Up-and-down procedure
Up-and-down procedure (or method) is an alternative to the LD50 test, in which animals are used for acute toxicity testing.[1][2] It requires fewer animals to achieve similar accuracy as the LD50 test because animals are dosed one at a time.[3] If the first animal survives, the dose for the next animal is increased; if it dies, the dose is decreased. It is usual to observe each animal for 1 or 2 days before dosing the next animal, however, surviving animals should be monitored for 7 days in case of delayed death.

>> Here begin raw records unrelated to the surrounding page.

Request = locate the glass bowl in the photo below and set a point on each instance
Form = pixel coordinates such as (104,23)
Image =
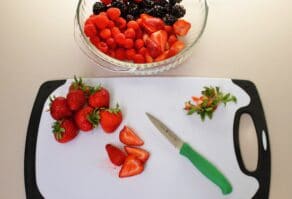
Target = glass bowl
(196,14)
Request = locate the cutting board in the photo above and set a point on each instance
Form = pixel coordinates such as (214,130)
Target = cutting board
(81,169)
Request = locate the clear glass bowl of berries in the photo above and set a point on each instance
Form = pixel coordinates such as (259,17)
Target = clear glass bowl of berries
(139,36)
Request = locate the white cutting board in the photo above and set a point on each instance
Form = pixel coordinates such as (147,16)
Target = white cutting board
(81,169)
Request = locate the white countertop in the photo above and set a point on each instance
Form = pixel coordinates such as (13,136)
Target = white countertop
(244,39)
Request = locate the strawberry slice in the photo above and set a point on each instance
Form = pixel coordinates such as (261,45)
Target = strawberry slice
(116,155)
(132,166)
(181,27)
(141,154)
(129,137)
(160,37)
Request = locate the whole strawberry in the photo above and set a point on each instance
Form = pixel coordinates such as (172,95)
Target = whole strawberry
(76,99)
(59,108)
(86,118)
(64,130)
(99,98)
(110,119)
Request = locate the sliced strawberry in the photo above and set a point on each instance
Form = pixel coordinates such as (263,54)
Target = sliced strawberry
(116,155)
(181,27)
(129,137)
(160,37)
(132,166)
(141,154)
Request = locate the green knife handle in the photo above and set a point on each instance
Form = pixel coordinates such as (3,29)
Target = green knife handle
(207,168)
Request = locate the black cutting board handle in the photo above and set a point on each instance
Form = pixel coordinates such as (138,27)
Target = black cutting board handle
(31,188)
(255,110)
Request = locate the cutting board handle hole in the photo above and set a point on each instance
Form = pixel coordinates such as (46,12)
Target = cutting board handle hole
(248,142)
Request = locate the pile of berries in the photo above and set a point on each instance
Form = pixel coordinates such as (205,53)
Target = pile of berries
(83,109)
(133,34)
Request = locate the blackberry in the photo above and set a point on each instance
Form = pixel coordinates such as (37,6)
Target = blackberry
(121,5)
(98,7)
(169,19)
(159,11)
(133,9)
(178,11)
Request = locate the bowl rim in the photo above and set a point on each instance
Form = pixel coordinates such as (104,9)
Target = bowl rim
(124,66)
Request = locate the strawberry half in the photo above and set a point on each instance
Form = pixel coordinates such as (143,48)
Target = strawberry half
(99,98)
(129,137)
(116,155)
(141,154)
(64,130)
(132,166)
(110,119)
(86,118)
(59,108)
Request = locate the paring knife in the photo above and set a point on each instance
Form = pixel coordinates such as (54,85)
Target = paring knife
(201,163)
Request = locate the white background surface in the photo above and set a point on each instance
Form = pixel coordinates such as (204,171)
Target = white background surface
(247,39)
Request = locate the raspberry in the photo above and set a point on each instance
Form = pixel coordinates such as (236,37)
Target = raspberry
(115,31)
(111,24)
(111,43)
(102,47)
(101,21)
(90,30)
(129,43)
(120,54)
(121,23)
(130,33)
(106,2)
(138,58)
(120,38)
(139,43)
(130,54)
(113,13)
(142,51)
(133,24)
(105,33)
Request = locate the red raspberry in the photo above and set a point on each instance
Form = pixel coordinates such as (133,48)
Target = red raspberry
(120,38)
(142,51)
(90,30)
(115,31)
(100,21)
(102,46)
(129,43)
(113,13)
(106,2)
(138,58)
(120,54)
(133,24)
(130,33)
(139,43)
(94,40)
(105,33)
(111,43)
(121,23)
(130,54)
(110,24)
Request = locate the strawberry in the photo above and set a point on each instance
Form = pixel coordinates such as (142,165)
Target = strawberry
(116,155)
(59,108)
(160,38)
(64,130)
(86,118)
(181,27)
(132,166)
(99,98)
(76,99)
(110,119)
(129,137)
(141,154)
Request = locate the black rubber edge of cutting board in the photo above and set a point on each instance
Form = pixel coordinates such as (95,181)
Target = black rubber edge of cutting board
(255,109)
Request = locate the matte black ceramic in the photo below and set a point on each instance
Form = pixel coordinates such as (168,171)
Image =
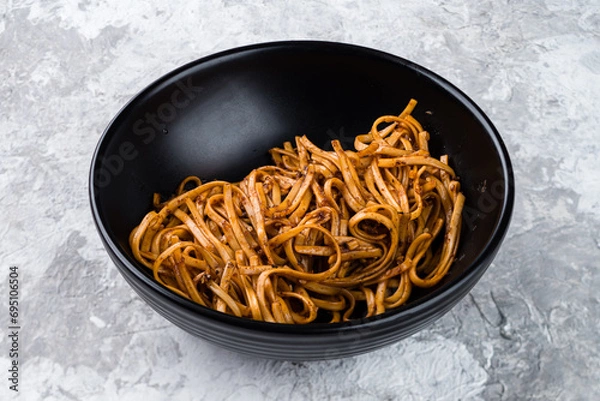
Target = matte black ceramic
(217,117)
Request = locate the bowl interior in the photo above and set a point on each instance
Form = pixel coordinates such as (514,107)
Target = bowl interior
(217,118)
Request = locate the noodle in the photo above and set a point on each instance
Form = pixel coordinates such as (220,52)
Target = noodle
(319,236)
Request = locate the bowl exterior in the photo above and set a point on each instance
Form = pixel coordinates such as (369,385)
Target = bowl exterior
(327,90)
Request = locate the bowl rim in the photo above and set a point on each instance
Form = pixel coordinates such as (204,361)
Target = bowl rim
(473,271)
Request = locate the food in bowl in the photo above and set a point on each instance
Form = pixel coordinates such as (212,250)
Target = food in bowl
(326,236)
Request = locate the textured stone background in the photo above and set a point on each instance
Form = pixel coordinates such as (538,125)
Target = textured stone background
(529,329)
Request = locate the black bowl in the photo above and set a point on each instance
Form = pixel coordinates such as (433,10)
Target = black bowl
(217,117)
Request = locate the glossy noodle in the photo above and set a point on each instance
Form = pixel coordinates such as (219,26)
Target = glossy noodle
(318,236)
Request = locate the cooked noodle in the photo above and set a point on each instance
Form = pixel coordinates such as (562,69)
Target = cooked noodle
(330,234)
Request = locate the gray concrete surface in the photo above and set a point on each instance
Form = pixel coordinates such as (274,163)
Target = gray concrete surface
(529,329)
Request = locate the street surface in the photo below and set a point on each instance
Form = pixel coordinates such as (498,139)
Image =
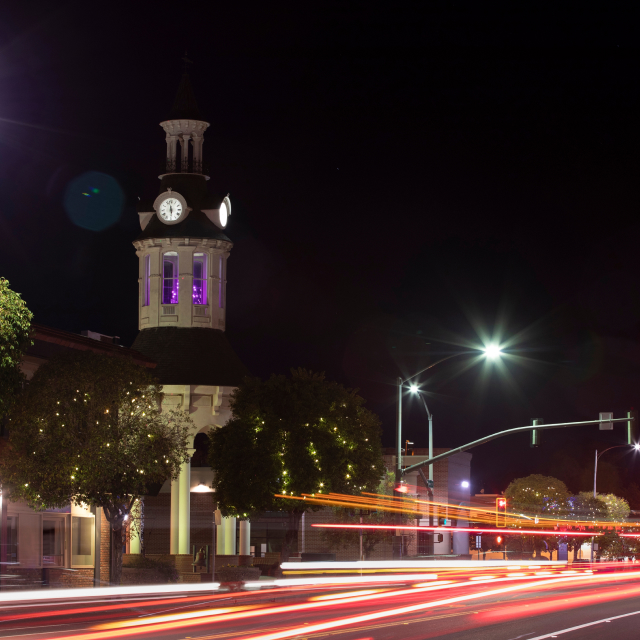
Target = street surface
(507,603)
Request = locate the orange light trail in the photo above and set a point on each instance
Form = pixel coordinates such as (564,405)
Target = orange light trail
(342,622)
(184,620)
(412,505)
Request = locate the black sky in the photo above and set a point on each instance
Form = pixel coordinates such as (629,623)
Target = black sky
(405,181)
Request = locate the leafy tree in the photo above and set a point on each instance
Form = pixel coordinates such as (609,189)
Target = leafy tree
(585,507)
(537,494)
(90,430)
(15,328)
(290,436)
(617,508)
(371,538)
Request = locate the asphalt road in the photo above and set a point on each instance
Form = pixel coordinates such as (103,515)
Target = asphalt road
(516,606)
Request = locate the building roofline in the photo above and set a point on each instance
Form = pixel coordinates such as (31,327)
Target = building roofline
(82,343)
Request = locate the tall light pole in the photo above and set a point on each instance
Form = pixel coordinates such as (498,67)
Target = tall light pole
(491,352)
(636,446)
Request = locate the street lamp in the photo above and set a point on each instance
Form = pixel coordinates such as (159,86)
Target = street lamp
(635,446)
(492,351)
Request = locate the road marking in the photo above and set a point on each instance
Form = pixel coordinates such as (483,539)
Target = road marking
(555,634)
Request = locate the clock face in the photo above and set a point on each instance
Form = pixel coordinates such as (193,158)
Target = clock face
(170,209)
(224,214)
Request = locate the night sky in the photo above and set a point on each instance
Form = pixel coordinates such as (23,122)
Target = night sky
(405,185)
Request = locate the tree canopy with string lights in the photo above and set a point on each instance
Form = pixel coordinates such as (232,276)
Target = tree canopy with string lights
(90,430)
(291,436)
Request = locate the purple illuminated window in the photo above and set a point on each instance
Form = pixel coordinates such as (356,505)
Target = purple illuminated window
(170,278)
(199,278)
(147,280)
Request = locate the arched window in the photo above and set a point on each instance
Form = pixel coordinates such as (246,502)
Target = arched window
(170,278)
(199,278)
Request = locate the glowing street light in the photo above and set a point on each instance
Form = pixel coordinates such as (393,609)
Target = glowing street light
(492,351)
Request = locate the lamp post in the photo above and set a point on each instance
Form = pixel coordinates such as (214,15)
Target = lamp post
(636,446)
(492,352)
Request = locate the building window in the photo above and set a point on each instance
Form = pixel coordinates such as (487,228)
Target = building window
(147,281)
(221,285)
(199,278)
(52,542)
(170,278)
(12,539)
(82,541)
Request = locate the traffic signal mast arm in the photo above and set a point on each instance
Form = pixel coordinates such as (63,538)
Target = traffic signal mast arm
(500,434)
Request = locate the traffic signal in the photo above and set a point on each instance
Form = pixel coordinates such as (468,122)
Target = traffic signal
(633,428)
(501,512)
(401,487)
(536,434)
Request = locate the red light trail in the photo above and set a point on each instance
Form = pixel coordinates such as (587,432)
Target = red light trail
(466,529)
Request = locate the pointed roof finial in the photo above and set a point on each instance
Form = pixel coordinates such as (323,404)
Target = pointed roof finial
(185,105)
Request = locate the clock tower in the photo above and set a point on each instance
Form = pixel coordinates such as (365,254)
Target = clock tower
(183,252)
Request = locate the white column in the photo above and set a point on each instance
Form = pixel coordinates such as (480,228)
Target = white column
(175,514)
(134,543)
(184,508)
(245,538)
(197,147)
(220,538)
(185,151)
(229,536)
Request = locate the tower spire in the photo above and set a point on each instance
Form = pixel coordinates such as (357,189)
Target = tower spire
(185,105)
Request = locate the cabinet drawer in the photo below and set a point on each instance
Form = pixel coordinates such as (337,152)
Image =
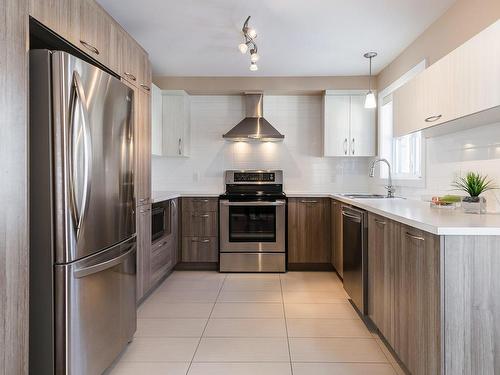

The up-and-down method is not recommended where deaths beyond 2 days are the norm.[4] The U.S. Food and Drug Administration has begun to approve non-animal alternatives.[5][6]
References
- Lipnick, RL; Cotruvo, JA; Hill, RN; Bruce, RD; Stitzel, KA; Walker, AP; Chu, I; Goddard, M; et al. (1995). "Comparison of the up-and-down, conventional LD50, and fixed-dose acute toxicity procedures". Food and Chemical Toxicology. 33 (3): 223–31. doi:10.1016/0278-6915(94)00136-C. PMID 7896233.
- Lichtman, A (1998). "The up-and-down method substantially reduces the number of animals required to determine antinociceptive ED50 values". Journal of Pharmacological and Toxicological Methods. 40 (2): 81–5. doi:10.1016/S1056-8719(98)00041-0. PMID 10100496.
- Acute Oral Toxicity (AOT) Up-And-Down-Procedure
- Bruce, R. D. (February 1985). "An up-and-down procedure for acute toxicity testing". Fundamental and Applied Toxicology. 5 (1): 151–157. doi:10.1016/0272-0590(85)90059-4. ISSN 0272-0590. PMID 3987991.
- "Allergan Receives FDA Approval for First-of-Its-Kind, Fully in vitro, Cell-Based Assay for BOTOX® and BOTOX® Cosmetic (onabotulinumtoxinA)". Source: Allergan, Inc. News Provided by Acquire Media. 24 June 2011. Archived from the original on 26 June 2011. Retrieved 26 June 2011.
- "In U.S., Few Alternatives To Testing On Animals". Washington Post. 12 April 2008. Retrieved 2011-06-26.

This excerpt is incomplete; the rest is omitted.